Step outside of your “professional comfort zone” during career, college experience

Sean Bassinger

Traditionally, it’s good to excel at one skill.

For the longest time it’s how we’ve managed to efficiently distribute jobs and tasks across departments and other areas when we work.

Traditionally, in the world of journalism, we’ve had folks who excel at writing, editing, design, photography and other areas.

First, I want to be clear on my stance—I still agree, regardless of the direction our fast-paced Internet-infested lives send us, that it’s best to master any given subject and not overwork ourselves attempting much poorer jobs in an area we’re not trained in.

But to the same degree, we shouldn’t let this scare us away from at least trying new things.

I’ve continued to work toward improving my news articles, columns and personal stories since I’ve been in college. Early on, when I began to study journalism at Linn-Benton Community College, I made the decision that I would focus on news reporting and feature writing.

I took a photojournalism class and earned an A with my amateur portfolio, but—quite frankly—the idea of professional photography frightened me back then.

I shelved these doubts when I had the opportunity to shoot more photos and work with a professional news photographer during my first internship in Klamath Falls.

Instead of calling it quits one night, I told my editors that I had an opportunity to shoot photos of the Dustin Lynch concert at the Klamath County Fair.

I considered this a great opportunity to learn more about a new skill and test the waters.

Turns out the photos weren’t bad. In fact, I had many colleagues tell me they were “great.” They published with my story the next day.

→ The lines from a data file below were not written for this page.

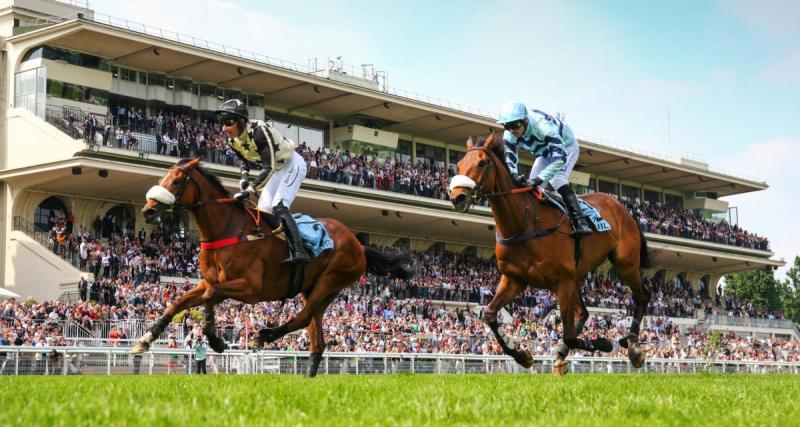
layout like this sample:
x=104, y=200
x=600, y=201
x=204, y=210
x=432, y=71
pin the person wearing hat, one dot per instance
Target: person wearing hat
x=258, y=145
x=556, y=151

As I asked for additional advice, I started to become more interested in the gear, settings and photo editing techniques required to succeed.

Each new experience also helps serve as a new learning opportunity in itself, which is something I feel like the majority of us don’t always get to experience.

So in short, step outside of what I’ll call your “professional comfort zone.”

If you’re used to designing, try building. If you’re used to physical work and assembly, take a step back and look into conceptualizing.

I still prefer that a dedicated photographer take photos for an assignment I work on. However, I know I have the option to not only succeed but also excel should I need to take on these extra tasks myself.

Who knows what you’ll fall in love with when you try new things.

The opinions expressed in Bassinger’s column do not necessarily reflect those of The Daily Barometer staff.